Einige Male hatte er darüber nachgedacht, dass sie ein rassiges Weib war und wohl eine Sünde wert  wäre. Bevor er aber eine Entscheidung treffen konnte, war sie ihm zuvorgekommen.

Wie eine Wahnsinnige war sie damals über ihn hergefallen, wie Irrsinnige hatten sie sich am Boden gewälzt, zwei Ertrinkende, die nicht wussten, was sie taten – ausgeliefert der dämonischen Kraft der Leidenschaft – verbrennend in einem Feuer – unfähig der Dynamik des Treibens zu entkommen.

 

Sie hatten nicht zusammengepasst, das wusste er von Anfang an und trotzdem konnte er die Sache nicht beenden. Sie hatten dabei nie ein Wort gesprochen – vorher nicht, weil das Begehren ihnen keine Zeit dazu ließ – nachher nicht, weil das Peinliche der Situation jedes Wort im Keim erstickte.

Er  blieb  am .Boden benommen liegen, sah, wie sie hastig ihre Kleider zusammenraffte, nackt und barfuß den Raum verließ.  Ohne ein Wort zu sprechen.

 

Sie hätte das nicht schreiben müssen, hätte einfach nicht mehr kommen müssen – warum machte er sich eigentlich so viele Gedanken um eine Sache, die doch nur eine Affäre war.

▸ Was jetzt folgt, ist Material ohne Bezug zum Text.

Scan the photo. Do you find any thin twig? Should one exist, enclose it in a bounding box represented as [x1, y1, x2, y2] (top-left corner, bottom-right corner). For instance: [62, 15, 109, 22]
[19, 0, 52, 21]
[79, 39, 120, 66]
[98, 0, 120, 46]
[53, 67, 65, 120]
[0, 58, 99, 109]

Hätte das die Sache leichter gemacht für ihn, wenn sie nicht mehr gekommen wäre? Wieso war es für ihn jetzt so schwer, diese  drei Worte zu verkraften. Und plötzlich war ihm klar, dass er auf sie gewartet hätte, jeden Tag – immer um die Zeit, zu der sie jeden Tag gekommen war. Aber warum? War nicht plötzlich ein Gefühl in ihm, das vorher nicht existierte? Oder hatte er es nur nicht wahrhaben wollen?

 

Hatte sich da mit jedem Mal etwas entwickelt, das sie im Rausche ihrer Leidenschaft gar nicht wahrgenommen hatten. War da etwas unbemerkt zwischen ihnen passiert, was nicht eingeplant war?

 

Dies muss auch ihr bewusst geworden sein, nachdem sie den Ring unter ihren Sachen gefunden hatte. Die Sache mit der Leidenschaft war erlaubt, weil sie wusste, dass  diese sich mit der Zeit abnutzen, der Gewöhnung unterliegen würde und das Feuer zum Erlöschen bringen würde. Gefühle waren jedoch nicht erlaubt, weil sie sich immer weiter ausbreiten würde, fordern würden, Konsequenzen verlangen würden und letztendlich alles zerstören würden.

 

War ihr durch das Auffinden seines Eheringes erst das Schändliche ihres Treibens bewusst geworden?

 

Es war zu spät, er konnte nicht mehr zurück. Es war nicht nur ihre Leidenschaft, nach der er süchtig war – es war ihre Art, die er in ihren Begegnungen erfühlt hatte. Jetzt erst merkte er einen tiefen Schmerz in seinem Inneren, wenn er daran dachte, dass er sie nie  mehr sehen würde. „Ich muss sie finden, ich werde sie finden und ich werde sie festhalten für immer“, sagte eine Stimme in seinem Inneren.

 

Er stand auf, schloss seine Bürotür ab und fuhr nach Hause. Seiner Frau sagte er, dass er die Scheidung einreichen würde.